The scientists' research shows
mechanisms that can scale up the displacement of piezoelectric stacks to the
range of the ocular positioning system. In the past, the piezoelectric stacks
available for this purpose have been too small.
"Our research shows a two-port
network model that describes compliant strain amplification mechanisms that
increase the stroke length of the stacks," said Schultz. "Our
findings make a contribution to the use of piezoelectric stack devices in
robotics, modeling, design and simulation of compliant mechanisms. It also
advances the control of systems using a large number of motor units for a given
degree of freedom and control of robotic actuators."
In the study, the scientists sought
to resolve a previous conundrum. A cable-driven eye could produce the eye's
kinematics, but rigid servomotors would not allow researchers to test the
hypothesis for the neurological basis for eye motion.

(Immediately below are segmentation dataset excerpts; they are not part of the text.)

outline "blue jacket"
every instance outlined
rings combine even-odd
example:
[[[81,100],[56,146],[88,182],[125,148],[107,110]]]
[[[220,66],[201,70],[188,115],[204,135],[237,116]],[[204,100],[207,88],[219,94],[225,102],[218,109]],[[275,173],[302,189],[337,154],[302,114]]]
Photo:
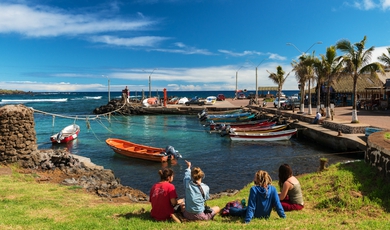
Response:
[[[204,211],[204,202],[202,193],[197,184],[191,181],[191,169],[186,169],[184,173],[184,191],[185,191],[185,208],[190,213],[202,213]],[[210,198],[210,188],[201,183],[206,200]]]
[[[267,190],[260,186],[252,186],[249,192],[245,223],[249,223],[253,217],[269,218],[273,207],[276,208],[281,218],[286,218],[276,188],[268,185]]]

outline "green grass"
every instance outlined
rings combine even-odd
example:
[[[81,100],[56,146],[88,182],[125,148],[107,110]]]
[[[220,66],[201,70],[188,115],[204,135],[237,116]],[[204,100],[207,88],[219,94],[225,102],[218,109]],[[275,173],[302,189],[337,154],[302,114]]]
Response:
[[[364,162],[336,164],[298,177],[305,208],[280,219],[237,217],[214,221],[155,222],[149,203],[113,203],[79,187],[37,183],[33,174],[0,176],[0,229],[389,229],[390,185]],[[248,184],[233,197],[208,201],[223,208],[248,198]],[[274,181],[277,185],[277,181]],[[209,185],[212,188],[212,185]]]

Some measure of flexibility could be
used in software with traditional actuators, but it depended largely on having
a continuously variable control signal and it could not show how flexibility
could be maintained with quantized actuation corresponding to neural
recruitment phenomena.
"Each muscle-like actuator
consists of a piezoelectric material and a nested hierarchical set of strain
amplifying mechanisms," said Ueda. "Unlike traditional actuators, piezoelectric
cellular actuators are governed by the working principles of muscles -- namely,
motion results by discretely activating, or recruiting, sets of active fibers,
called motor units.
"Motor units are linked by
flexible tissue, which serves a two-fold function," said Ueda. "It
combines the action potential of each motor unit, and presents a compliant
interface with the world, which is critical in unstructured environments."

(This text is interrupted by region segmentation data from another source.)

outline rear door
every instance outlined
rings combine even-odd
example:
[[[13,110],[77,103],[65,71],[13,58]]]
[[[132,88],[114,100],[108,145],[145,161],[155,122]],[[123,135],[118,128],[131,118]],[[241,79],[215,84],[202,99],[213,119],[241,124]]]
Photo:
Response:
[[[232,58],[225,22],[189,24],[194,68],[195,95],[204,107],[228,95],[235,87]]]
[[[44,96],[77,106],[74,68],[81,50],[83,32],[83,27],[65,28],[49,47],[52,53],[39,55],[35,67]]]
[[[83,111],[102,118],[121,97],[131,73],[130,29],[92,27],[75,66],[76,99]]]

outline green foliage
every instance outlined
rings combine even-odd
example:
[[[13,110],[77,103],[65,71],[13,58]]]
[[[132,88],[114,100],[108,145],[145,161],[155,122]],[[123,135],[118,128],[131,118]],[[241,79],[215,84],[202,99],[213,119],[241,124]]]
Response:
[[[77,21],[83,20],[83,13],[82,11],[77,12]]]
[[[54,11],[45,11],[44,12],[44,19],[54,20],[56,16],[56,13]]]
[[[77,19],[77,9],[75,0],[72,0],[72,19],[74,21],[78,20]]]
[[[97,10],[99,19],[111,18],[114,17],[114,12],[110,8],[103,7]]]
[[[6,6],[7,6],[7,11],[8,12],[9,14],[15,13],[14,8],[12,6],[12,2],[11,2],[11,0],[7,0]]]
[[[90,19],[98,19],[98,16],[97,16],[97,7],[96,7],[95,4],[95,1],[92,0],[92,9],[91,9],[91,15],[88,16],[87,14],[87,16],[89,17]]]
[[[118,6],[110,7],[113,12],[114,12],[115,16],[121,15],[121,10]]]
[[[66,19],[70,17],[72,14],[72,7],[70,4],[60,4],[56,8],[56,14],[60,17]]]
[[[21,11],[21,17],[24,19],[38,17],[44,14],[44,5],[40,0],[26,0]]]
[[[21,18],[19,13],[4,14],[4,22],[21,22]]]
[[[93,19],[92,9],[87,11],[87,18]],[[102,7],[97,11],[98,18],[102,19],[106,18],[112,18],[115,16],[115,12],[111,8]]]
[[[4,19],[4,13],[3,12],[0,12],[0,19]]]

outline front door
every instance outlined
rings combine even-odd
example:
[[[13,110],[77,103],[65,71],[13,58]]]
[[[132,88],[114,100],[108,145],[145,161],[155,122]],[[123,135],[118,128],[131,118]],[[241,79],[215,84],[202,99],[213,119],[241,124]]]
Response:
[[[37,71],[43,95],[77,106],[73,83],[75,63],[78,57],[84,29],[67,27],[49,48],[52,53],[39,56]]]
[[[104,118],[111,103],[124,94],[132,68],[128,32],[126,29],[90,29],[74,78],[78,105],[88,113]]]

The Georgia Tech team has presented
a camera positioner driven by a novel cellular actuator technology, using a
contractile ceramic to generate motion. The team used 16 amplified
piezoelectric stacks per side.
The use of multiple stacks addressed
the need for more layers of amplification. The units were placed inside a
rhomboidal mechanism. The work offers an analysis of the force-displacement
tradeoffs involved in the actuator design and shows how to find geometry that
meets the requirement of the camera positioner, said Schultz.
"The goal of scaling up
piezoelectric ceramic stacks holds great potential to more accurately replicate
human eye motion than previous actuators," noted Schultz. "Future
work in this area will involve implantation of this technology on a
multi-degree of freedom device, applying open and closed loop control algorithms
for positioning and analysis of co-contraction phenomena."

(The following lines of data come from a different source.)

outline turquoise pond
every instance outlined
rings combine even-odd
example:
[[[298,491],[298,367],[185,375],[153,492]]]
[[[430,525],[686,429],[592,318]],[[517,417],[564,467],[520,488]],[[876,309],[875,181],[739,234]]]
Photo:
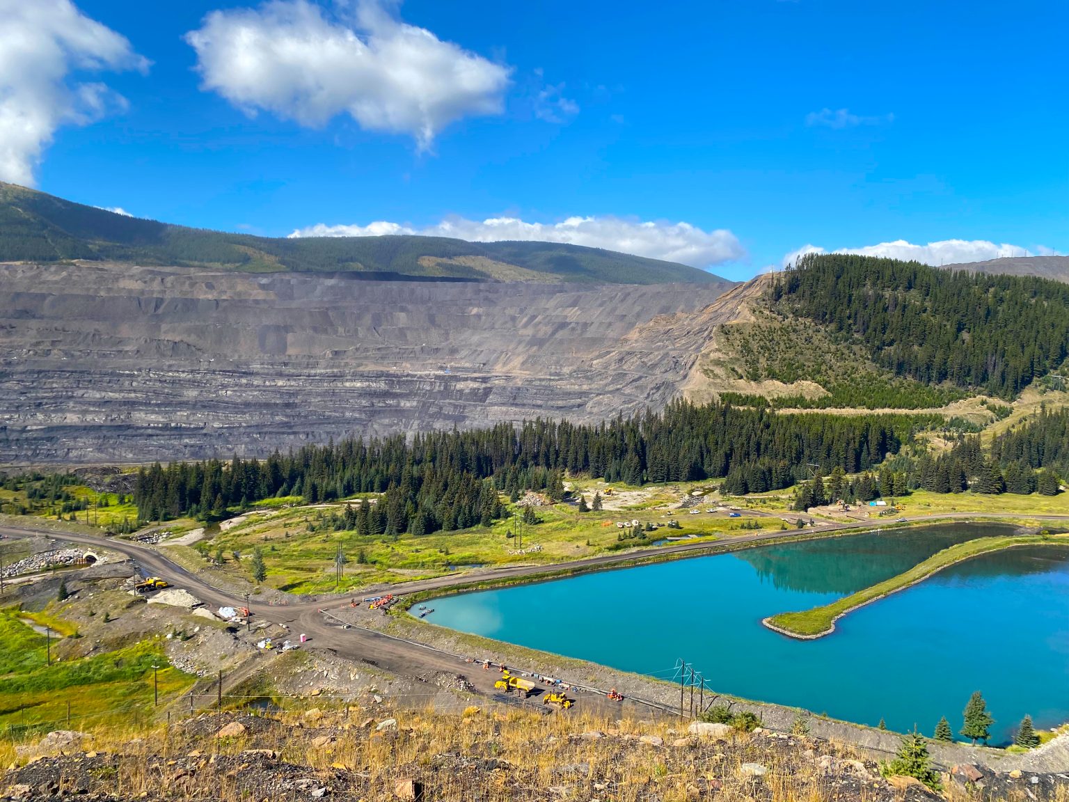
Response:
[[[973,691],[1005,742],[1025,713],[1069,721],[1069,546],[976,557],[795,641],[765,616],[824,604],[956,542],[1012,527],[945,524],[762,546],[430,602],[434,623],[623,670],[680,658],[716,692],[930,735]]]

Details of the research were
presented June 25, 2012, at the IEEE International Conference on Biomedical
Robotics and Biomechatronics in Rome, Italy. The research is funded by National
Science Foundation. Schultz also receives partial support from the Achievement
Rewards for College Scientists (ARCS) Foundation.
Future research by his team will
continue to focus on the development of a design framework for highly
integrated robotic systems. This ranges from industrial robots to medical and
rehabilitation robots to intelligent assistive robots.